Ce mode d’accès au pouvoir n’a jamais eu la faveur des institutions démocratiques. Lorsque la cour constitutionnelle présidée par Fatoumata Bayèze a invalidé le processus du référendum et que Tandja Mamadou l’a dissoute, on n’était rentré de plain-pied dans le processus du coup de force. La réaction de tous les partenaires extérieurs a été très ferme, Tandja Mamadou doit renoncer à son projet anti-constitutionnel. Comment alors pour Tandja Mamadou s’attendre au versement d’une contribution extérieure. Le gouvernement a financé toutes les élections, comme l’a indiqué le Ministre porte-parole du gouvernement. Cette déclaration ne tient en rien, elle n’a pratiquement aucun objet. Quel pays ou quelle institution pouvait financer un coup d’Etat ou un coup de force ? Le référendum du 04 août était un pur artifice, un habillage pour donner un visage civilisé au coup de force. Il va ouvrir la porte à d’autres échéances électorales, législatives et locales, qui vont tirer leur légitimité non pas de la volonté populaire, mais du coup de force de Tandja Mamadou. Tandja l’a voulu et ça a été fait.

Où sont passés les bonus miniers ?

Il n’y a pas eu beaucoup de débats là-dessus à l’Assemblée Nationale. Il n’y a pas eu non plus une nette visibilité de ces ressources financières sur les différents budgets nationaux.

L’Union Européenne, la France, les Etats-Unis n’étaient pas dans le processus de la prolongation du mandat et les différents scrutins ont été tenus. C’était cela le défi qu’a voulu relever le gouvernement de Tandja Mamadou. Cela pouvait renvoyer à une autre question : s’il n’y avait pas de bonus miniers, est-ce que la refondation de Tandja Mamadou se serait assise ? Rien n’est moins sûr. 4 milliards de francs CFA en moyenne par scrutin, a indiqué le Ministre porte-parole du gouvernement. Il ne s’agit là encore que des frais indicatifs. Les mouvements populaires commandés dans toutes les régions, les départements et les communes urbaines et rurales, les facilitateurs, les propagandistes du Tazartché, les avocats, tous ces commis et publicistes de la reforme constitutionnelle et de la prolongation du mandat de Tandja constituent un gros paquet de factures qu’il faut solder. Il est vrai que certains hauts commis devaient prendre place dans l’appareil du gouvernement, mais ça laisse toujours une grosse marge de service à règlement financier.

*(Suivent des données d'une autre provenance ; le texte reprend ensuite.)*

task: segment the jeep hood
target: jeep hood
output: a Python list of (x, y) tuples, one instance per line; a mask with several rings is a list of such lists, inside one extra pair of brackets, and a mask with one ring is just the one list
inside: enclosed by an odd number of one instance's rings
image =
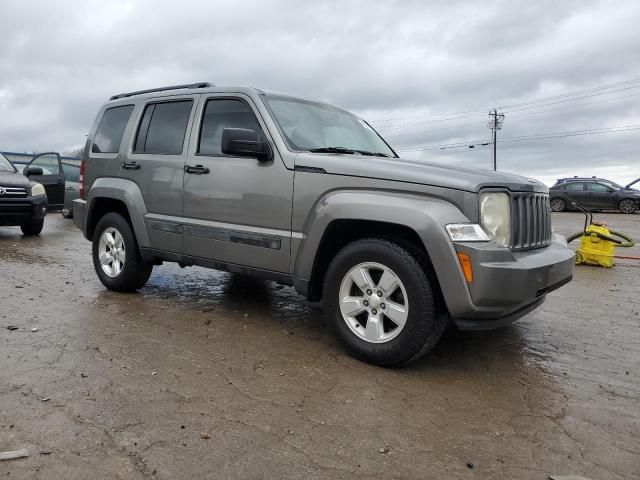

La refondation ou la prolongation du mandat de Tandja Mamadou, ça a été une affaire de gros sous. Sans conteste, les ressources minières ont fortement été mises à contribution sur toute la ligne dans le processus. L’affaire de la refondation apparaît comme une affaire extrêmement pernicieuse sur plusieurs aspects. Elle vient plomber tout le processus démocratique avec des institutions à faible assise qui tôt ou tard vont être démontées. D’autre part, dans l’hypothèse ou toute cette refondation devait être cassée, elle aurait emporté toutes les masses financières tirées des négociations minières conclues par le gouvernement du Niger avec les chinois, AREVA et les autres compagnies de prospection. Dans l’immédiat, il faut déjà calculer avec le gel de tous les appuis financiers extérieurs, Union Européenne, gouvernement américain, mais aussi les pertes nettes des investissements privés du fait de l’instabilité et du peu de garantie qu’offre le climat des affaires dans un contexte de turbulence politique majeure.

C’est tout cela le coût de la refondation. Ce sont toutes ces déperditions des ressources financières importantes qui ont financé le processus électoral de Tandja Mamadou.